石の来歴 浪漫的な行軍の記録 (講談社文芸文庫)

「浪漫的な行軍の記録」の方が力作だ。退屈による苦痛で途中投げ出しかけたが、小説は最後まで読んでみないとわからないものである。太平洋戦争下のフィリピンにおける、流浪する日本軍が主題で、絶望的で幻覚的な行軍の様子がしつこく延々と描写されるのであるが、しつこさもここまでいくと感嘆に変わらざるを得ない。過去と現在は交錯するのだが、しかし、途中で湾岸戦争を引っ張り出してきたのは、どうだろうか。却って余分だったかもしれない。とは云っても、全体的に力技である。

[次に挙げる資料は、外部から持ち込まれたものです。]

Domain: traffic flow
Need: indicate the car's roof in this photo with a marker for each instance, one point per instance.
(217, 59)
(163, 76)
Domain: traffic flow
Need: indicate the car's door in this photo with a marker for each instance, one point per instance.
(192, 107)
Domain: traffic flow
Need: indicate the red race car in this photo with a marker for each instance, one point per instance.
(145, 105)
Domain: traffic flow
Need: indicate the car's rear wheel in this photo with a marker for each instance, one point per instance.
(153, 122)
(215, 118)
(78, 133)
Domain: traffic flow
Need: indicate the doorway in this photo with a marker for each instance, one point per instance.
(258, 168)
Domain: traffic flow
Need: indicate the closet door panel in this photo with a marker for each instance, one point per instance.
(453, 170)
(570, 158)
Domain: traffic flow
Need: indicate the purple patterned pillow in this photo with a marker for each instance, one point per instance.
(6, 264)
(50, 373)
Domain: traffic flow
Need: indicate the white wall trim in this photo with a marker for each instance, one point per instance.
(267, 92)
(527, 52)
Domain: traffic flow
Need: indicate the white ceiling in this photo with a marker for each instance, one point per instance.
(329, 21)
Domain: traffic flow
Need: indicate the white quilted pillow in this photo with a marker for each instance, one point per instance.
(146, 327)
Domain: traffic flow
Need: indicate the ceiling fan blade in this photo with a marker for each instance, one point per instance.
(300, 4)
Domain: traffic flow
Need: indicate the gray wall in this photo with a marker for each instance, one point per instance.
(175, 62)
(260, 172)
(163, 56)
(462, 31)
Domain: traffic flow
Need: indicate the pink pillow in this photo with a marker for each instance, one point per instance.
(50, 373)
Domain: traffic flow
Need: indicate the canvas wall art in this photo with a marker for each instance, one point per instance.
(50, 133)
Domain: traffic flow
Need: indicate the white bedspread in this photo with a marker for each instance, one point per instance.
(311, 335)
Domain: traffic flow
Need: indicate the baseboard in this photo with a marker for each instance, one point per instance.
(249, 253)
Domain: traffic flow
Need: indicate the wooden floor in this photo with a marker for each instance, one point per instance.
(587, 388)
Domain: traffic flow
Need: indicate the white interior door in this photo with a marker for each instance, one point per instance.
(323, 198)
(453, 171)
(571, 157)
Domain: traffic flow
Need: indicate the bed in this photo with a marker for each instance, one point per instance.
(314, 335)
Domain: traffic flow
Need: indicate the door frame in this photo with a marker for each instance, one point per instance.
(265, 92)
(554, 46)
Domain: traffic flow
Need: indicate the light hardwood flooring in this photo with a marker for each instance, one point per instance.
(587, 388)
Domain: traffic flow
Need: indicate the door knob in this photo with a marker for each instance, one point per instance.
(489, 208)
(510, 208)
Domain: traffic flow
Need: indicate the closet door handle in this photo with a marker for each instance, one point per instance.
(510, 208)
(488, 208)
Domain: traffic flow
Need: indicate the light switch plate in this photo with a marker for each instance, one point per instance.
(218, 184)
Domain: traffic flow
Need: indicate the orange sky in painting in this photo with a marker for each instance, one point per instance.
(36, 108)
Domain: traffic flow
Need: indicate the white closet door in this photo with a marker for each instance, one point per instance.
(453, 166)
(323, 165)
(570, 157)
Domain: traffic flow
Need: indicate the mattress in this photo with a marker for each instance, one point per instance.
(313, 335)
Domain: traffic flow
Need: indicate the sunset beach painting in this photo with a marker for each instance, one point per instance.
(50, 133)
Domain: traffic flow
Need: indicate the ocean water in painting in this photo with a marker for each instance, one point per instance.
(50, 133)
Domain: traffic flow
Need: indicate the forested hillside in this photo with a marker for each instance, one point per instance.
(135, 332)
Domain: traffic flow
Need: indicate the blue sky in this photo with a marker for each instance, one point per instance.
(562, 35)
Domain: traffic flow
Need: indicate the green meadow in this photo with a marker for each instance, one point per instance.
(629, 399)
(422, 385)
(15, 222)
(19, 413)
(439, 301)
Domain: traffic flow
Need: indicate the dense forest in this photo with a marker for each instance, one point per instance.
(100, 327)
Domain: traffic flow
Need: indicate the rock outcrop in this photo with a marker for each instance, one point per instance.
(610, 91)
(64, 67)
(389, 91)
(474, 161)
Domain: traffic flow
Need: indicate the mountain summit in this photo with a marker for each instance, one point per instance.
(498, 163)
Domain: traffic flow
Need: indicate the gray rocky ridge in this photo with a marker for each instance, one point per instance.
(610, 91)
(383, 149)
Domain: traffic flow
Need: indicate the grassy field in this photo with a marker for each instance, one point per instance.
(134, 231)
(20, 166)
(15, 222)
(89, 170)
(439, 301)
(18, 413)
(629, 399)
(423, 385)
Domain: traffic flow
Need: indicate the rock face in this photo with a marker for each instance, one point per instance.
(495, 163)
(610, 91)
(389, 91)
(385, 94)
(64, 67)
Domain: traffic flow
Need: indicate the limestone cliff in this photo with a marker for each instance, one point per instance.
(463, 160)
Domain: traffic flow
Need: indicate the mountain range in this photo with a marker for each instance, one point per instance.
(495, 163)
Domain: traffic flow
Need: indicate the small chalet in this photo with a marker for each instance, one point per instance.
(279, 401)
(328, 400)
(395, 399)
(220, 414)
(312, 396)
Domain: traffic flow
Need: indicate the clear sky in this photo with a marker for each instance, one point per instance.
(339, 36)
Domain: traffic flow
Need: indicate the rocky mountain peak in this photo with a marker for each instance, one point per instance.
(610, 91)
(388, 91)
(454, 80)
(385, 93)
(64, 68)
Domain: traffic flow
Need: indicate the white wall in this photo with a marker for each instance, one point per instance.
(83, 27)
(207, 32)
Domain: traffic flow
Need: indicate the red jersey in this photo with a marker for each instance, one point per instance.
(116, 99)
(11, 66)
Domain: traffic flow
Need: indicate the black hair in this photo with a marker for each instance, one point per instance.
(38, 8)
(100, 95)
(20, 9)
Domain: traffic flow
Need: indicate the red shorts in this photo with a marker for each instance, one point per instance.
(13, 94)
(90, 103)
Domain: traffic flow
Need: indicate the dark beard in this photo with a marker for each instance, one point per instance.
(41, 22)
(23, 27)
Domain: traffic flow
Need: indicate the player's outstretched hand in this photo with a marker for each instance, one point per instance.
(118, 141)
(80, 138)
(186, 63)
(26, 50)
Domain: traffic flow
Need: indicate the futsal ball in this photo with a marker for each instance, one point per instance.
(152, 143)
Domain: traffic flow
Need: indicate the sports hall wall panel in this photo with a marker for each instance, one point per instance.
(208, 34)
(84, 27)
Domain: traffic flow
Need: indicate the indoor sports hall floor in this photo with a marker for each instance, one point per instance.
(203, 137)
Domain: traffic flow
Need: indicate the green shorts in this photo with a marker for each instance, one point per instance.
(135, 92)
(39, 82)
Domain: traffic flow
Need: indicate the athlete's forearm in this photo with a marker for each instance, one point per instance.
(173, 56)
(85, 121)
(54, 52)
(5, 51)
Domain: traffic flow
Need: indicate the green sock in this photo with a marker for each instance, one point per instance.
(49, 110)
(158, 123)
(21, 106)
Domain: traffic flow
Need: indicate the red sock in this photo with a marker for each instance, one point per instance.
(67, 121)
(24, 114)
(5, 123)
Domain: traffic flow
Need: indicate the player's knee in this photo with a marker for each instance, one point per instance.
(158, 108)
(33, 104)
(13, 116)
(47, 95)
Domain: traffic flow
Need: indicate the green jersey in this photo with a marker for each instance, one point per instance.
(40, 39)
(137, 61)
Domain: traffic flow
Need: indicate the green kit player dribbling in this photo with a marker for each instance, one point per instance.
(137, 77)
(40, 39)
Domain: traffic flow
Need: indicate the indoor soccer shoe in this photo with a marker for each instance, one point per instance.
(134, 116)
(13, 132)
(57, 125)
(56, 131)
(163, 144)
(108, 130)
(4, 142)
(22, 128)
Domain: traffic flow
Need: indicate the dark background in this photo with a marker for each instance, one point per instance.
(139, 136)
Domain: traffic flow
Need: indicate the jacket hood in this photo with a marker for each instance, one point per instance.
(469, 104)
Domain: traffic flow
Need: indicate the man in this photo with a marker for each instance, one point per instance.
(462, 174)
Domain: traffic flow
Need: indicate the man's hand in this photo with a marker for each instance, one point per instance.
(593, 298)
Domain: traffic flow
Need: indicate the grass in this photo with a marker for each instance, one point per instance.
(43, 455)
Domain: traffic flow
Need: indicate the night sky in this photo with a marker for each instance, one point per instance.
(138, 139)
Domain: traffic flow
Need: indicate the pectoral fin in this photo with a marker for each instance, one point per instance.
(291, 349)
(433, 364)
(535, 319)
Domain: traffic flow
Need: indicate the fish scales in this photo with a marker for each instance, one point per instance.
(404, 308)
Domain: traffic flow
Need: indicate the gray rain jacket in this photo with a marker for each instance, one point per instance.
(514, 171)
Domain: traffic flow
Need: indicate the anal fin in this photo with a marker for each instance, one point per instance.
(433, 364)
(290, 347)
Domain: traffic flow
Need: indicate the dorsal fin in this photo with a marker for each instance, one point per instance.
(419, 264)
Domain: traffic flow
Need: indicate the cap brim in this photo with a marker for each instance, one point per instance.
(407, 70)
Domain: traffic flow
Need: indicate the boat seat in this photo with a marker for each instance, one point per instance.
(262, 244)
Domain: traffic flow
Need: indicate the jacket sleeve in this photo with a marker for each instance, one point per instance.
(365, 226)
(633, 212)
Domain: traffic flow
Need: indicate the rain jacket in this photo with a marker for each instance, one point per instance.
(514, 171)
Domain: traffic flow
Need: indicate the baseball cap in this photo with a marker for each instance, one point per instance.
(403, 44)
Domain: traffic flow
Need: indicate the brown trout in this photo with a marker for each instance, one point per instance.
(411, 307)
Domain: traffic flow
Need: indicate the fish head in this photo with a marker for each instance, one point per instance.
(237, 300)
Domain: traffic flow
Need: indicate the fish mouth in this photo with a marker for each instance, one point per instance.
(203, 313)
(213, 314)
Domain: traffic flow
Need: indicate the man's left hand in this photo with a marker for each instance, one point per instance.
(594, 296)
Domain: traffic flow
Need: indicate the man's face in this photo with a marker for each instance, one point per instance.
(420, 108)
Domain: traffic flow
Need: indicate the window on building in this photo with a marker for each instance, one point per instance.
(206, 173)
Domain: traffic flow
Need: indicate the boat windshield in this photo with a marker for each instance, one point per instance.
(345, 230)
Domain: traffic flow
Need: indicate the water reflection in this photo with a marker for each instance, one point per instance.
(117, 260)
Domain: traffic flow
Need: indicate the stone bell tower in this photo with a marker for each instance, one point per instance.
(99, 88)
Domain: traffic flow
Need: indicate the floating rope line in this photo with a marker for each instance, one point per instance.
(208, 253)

 「石の来歴」の方は、雰囲気は「浪漫的な…」に似ているが、まだ未熟な感じがする。
 いずれの作にせよ、太平洋戦争と現代とを繋ぎたいという、作者の意図は見える。現代にあろうと、我々(日本人)はみな死人(シビト)だ、というのは、言いたいことはわかるが、やはり一面的な見方であり、シニシズムであろう。まわりの人間は生きていないが、自分は違う、そして現状は絶望的だ、という含意が、どうしても出てきてしまう。我々は精神的に貧しい事実は認めて、それを何とか脱却しようとするしかないのではないか。少なくとも自分は、自虐のつもりではなく、常に自分の貧しさに驚き続けている。それはよくわかっているから、醜い自画像をいまさら見せつけられても、何ともリアクションに困るのである。